The device used dexamethasone, which is a well known and widely available anti-inflammatory drug. “Inflammation begins the restenosis cascade, and dexamethasone reduces inflammation and remodelling proteins, including MCP-1, CRP, TNFα, GM-CSF and MMP-9,” said Bergeron.
He explained that the procedure, using Bullfrog, includes percutaneous device placement over the wire and balloon inflation, followed by subadventitial injections of dexamethasone plus contrast (1cc) every 3cm. This is then followed by subintimal diffusion and balloon angioplasty and/or stenting.
The DANCE (Dexamethasone infusion to the adventitia to enhance clinical efficacy after femoropopliteal revascularization) pilot study is an open-label, non-randomised, single-arm, single-centre clinical feasibility evaluation of adventitial dexamethasone after peripheral arterial disease intervention. The objective was to evaluate technical success, safety and effectiveness outcomes of adventitial dexamethasone delivery by the Bullfrog catheter. The principal investigator is Christopher D Owens, University of California San Francisco, USA.

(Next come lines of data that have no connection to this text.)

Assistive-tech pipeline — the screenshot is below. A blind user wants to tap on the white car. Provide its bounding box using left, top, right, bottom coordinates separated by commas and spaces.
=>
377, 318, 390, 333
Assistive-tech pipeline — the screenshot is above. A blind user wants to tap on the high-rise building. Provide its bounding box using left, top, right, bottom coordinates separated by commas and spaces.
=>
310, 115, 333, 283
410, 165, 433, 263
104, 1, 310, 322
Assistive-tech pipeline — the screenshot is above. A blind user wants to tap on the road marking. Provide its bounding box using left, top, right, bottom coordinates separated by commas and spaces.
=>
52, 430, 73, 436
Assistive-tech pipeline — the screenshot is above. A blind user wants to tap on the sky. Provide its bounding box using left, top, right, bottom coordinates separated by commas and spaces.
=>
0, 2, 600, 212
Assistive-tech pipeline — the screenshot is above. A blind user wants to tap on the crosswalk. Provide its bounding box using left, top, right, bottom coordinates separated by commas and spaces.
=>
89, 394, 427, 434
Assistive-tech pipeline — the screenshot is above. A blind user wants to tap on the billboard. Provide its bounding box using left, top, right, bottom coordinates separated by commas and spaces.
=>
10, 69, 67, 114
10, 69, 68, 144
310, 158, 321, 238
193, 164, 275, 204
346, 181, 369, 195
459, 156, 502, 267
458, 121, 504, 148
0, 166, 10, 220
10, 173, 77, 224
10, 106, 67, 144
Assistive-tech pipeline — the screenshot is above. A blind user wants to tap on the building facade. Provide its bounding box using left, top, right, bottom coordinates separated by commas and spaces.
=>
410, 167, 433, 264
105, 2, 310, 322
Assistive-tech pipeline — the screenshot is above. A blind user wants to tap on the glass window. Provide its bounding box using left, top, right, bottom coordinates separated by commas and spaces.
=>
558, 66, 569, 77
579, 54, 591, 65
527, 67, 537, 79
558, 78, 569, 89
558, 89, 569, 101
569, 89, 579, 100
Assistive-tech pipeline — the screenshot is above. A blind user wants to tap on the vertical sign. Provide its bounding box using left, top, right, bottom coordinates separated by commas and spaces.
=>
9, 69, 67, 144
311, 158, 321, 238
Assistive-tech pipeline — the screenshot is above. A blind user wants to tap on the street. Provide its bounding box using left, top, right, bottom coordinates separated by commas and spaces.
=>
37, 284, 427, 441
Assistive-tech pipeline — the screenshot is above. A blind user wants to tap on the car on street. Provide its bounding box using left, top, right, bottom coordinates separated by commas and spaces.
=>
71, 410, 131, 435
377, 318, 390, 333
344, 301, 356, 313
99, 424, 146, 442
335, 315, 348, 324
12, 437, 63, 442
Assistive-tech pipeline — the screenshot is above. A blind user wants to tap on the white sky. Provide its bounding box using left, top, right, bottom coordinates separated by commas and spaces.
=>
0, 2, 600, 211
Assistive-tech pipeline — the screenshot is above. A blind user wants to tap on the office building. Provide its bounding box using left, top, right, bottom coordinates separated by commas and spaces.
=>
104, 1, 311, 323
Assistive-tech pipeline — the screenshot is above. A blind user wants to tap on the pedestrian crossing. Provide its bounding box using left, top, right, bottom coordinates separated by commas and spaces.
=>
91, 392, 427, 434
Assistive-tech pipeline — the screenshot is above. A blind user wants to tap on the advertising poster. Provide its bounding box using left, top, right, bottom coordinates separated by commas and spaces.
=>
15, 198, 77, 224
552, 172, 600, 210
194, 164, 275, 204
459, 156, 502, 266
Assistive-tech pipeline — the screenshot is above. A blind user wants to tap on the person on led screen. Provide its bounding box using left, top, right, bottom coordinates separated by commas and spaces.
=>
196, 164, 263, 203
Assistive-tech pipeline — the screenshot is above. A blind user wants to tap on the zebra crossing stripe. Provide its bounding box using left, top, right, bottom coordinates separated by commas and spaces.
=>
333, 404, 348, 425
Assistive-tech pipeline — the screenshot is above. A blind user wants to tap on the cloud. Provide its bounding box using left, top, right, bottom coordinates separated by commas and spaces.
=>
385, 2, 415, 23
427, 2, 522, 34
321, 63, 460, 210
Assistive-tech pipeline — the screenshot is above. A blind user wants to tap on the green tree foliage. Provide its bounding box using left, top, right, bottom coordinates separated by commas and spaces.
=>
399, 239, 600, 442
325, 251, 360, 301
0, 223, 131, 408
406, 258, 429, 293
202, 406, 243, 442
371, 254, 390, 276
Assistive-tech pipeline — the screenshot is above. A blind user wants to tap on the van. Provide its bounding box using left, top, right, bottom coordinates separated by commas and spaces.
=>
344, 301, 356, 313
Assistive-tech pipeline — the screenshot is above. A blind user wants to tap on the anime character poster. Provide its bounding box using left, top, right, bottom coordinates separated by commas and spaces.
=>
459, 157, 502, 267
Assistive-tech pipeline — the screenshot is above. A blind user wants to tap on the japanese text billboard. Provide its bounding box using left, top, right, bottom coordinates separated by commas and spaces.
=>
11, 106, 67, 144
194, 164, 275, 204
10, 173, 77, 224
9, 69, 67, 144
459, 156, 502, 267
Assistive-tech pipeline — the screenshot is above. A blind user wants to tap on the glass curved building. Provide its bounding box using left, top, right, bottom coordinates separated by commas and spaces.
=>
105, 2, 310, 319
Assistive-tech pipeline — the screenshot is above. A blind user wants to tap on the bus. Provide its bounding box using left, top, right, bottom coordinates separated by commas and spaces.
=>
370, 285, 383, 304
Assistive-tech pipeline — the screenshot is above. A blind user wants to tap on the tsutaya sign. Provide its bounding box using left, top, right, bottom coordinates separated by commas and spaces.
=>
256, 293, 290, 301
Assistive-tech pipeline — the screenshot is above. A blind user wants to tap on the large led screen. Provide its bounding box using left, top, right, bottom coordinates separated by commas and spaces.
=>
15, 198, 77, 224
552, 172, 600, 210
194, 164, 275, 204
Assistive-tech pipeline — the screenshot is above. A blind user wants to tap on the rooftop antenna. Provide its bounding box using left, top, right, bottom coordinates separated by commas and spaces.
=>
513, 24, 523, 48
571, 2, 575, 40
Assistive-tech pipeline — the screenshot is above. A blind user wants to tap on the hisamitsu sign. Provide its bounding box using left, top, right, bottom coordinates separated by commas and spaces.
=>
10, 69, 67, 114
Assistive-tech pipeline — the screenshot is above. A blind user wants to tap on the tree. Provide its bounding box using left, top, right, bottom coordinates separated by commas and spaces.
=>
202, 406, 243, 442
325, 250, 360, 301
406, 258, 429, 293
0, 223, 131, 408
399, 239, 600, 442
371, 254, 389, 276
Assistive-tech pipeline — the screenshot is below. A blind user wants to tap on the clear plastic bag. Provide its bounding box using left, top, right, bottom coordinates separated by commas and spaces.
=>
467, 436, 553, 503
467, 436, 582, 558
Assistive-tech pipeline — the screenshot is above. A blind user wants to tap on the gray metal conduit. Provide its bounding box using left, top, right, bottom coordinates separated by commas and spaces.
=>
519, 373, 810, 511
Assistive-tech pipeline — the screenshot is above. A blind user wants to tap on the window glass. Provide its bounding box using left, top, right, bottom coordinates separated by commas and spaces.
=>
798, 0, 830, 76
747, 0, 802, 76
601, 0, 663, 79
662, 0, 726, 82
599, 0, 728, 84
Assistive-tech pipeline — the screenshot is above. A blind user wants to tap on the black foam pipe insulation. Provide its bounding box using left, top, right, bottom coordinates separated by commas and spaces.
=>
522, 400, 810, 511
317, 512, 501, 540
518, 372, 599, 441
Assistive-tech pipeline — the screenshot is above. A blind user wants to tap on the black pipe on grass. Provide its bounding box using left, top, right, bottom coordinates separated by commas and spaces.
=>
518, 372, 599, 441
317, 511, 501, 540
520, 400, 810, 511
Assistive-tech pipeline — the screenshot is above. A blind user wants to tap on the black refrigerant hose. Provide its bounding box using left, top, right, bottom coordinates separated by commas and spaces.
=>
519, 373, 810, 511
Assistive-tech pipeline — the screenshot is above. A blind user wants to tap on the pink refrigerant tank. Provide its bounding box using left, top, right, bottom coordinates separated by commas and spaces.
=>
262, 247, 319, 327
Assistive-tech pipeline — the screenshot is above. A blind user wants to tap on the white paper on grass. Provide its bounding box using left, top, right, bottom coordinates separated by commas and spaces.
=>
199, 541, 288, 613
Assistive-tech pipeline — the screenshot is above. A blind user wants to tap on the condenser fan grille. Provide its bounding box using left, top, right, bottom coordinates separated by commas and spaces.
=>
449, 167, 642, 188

Twenty patients with superficial femoral artery or popliteal lesions were enrolled in the study between February 2011 and September 2012 at San Francisco VA Medical Center. The mean age was 66±10 years, 100% were men, 55% were diabetic, 95% suffered from hypertension and 100% had hyperlipidaemia. Most of patients (16) had Rutherford class 2 and 3. In the TASC II classification, three patients had type A lesions, nine had type B, seven had type C and one patients presented with type D lesion. Half of the patients had occluded arteries, and the mean lesion length was 8.9±5.3cm.
All patients underwent angioplasty, and three of them also underwent atherectomy. Six of the patients had provisional stents placed.
The haemodynamic and clinical results showed that ankle brachial index improved on discharge, at six months and at 12 months (n=10). The patients treated with the device also had an improvement on Rutherford scores. Six-month patency rates were comparable to results of drug-eluting stents and drug-eluting balloons for longer lesions, Bergeron said.
“Subadventitial injection of dexamethasone seems promising in reducing restenosis at six months. The Bullfrog device is safe and reliable, and is showing good results in US and European trials,” he noted.
The Bullfrog device received the CE mark in February. It had previously received 510(k) clearance from the FDA. In a press release distributed by Mercato after the granting of the CE mark, Owens commented: “The Bullfrog catheter has demonstrated its ability to efficiently deliver potent therapeutic agents outside the blood vessel, specifically to the adventitia. I believe we are now seeing the promise of adventitial delivery: a biologic effect of the drug interrupting the inflammatory cascade that normally leads to restenosis after a vascular intervention.”